Bundesrat Moritz Leuenberger möchte die Stromproduktion aus Wasser, Biomasse, Erdwärme und Wind ohne Limit finanziell unterstützen. Die Sonnenenergie möchte er ebenfalls stärker fördern, aber vorerst nur dosiert, wie er in einem Zeitungs-Interview erklärte.

Das Geld für die kostendeckende Einspeisevergütung zur Förderung von Ökostrom ist bereits aufgebraucht.

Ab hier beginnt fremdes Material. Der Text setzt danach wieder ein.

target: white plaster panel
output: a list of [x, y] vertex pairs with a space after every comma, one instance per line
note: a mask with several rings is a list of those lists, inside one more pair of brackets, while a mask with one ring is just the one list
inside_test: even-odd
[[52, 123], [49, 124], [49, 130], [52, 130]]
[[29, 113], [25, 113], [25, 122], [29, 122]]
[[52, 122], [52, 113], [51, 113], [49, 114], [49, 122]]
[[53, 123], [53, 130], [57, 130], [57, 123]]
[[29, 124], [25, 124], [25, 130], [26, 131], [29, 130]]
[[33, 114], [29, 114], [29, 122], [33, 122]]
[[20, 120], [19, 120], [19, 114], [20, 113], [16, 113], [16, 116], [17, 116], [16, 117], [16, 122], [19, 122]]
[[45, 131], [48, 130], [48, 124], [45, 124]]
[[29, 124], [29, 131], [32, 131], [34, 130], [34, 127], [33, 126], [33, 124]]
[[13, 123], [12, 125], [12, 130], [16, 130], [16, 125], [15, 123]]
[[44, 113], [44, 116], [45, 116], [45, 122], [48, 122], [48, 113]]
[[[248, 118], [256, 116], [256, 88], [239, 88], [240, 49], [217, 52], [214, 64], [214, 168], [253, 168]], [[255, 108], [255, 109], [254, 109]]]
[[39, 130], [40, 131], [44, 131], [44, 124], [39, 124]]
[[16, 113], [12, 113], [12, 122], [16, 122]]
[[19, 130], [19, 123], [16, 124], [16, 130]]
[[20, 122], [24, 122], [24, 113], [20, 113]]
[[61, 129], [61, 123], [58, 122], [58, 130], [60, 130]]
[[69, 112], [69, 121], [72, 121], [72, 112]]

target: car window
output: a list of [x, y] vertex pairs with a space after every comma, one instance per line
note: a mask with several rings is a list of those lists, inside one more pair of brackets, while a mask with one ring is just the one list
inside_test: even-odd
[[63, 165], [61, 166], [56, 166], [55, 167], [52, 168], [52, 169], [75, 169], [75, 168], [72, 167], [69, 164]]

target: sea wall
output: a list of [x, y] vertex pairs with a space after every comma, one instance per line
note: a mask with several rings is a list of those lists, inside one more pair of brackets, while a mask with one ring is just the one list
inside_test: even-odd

Wie es nun weiter gehen solle, fragten "Tages-Anzeiger" und "Bund" den Energieminister.

"Die radikalste Lösung wäre, den heutigen Kostendeckel ganz wegzunehmen", antwortete Leuenberger in dem Interview. "Das wäre zwar elegant und würde viel Bürokratie einsparen. Aber es verteuert den Strom."

Er sähe es darum am liebsten, den Deckel zwar grundsätzlich wegzunehmen, das Volumen der Fotovoltaik aber nach wie vor zu kontrollieren, zum Beispiel durch jährliche Kontingente, sagte Leuenberger.

Denn die Sonnenenergie sei heute noch die teuerste der erneuerbaren Energien. "Wir sollten sie also dosiert fördern." In einigen Jahren sei sie dann günstiger und könne ihre Potenziale voll entfalten.

Auf die Frage, was sein Vorschlag für den Strompreis bedeuten würde, antwortete Leuenberger, heute betrage die Förderung maximal 0,6 Rappen pro Kilowattstunde. Bei einer Lockerung aller anderen Technologien mit Kontingentierung der Fotovoltaik wären es maximal 1,2 Rappen. "Das würde sich innert 5 bis 8 Jahren so einpendeln."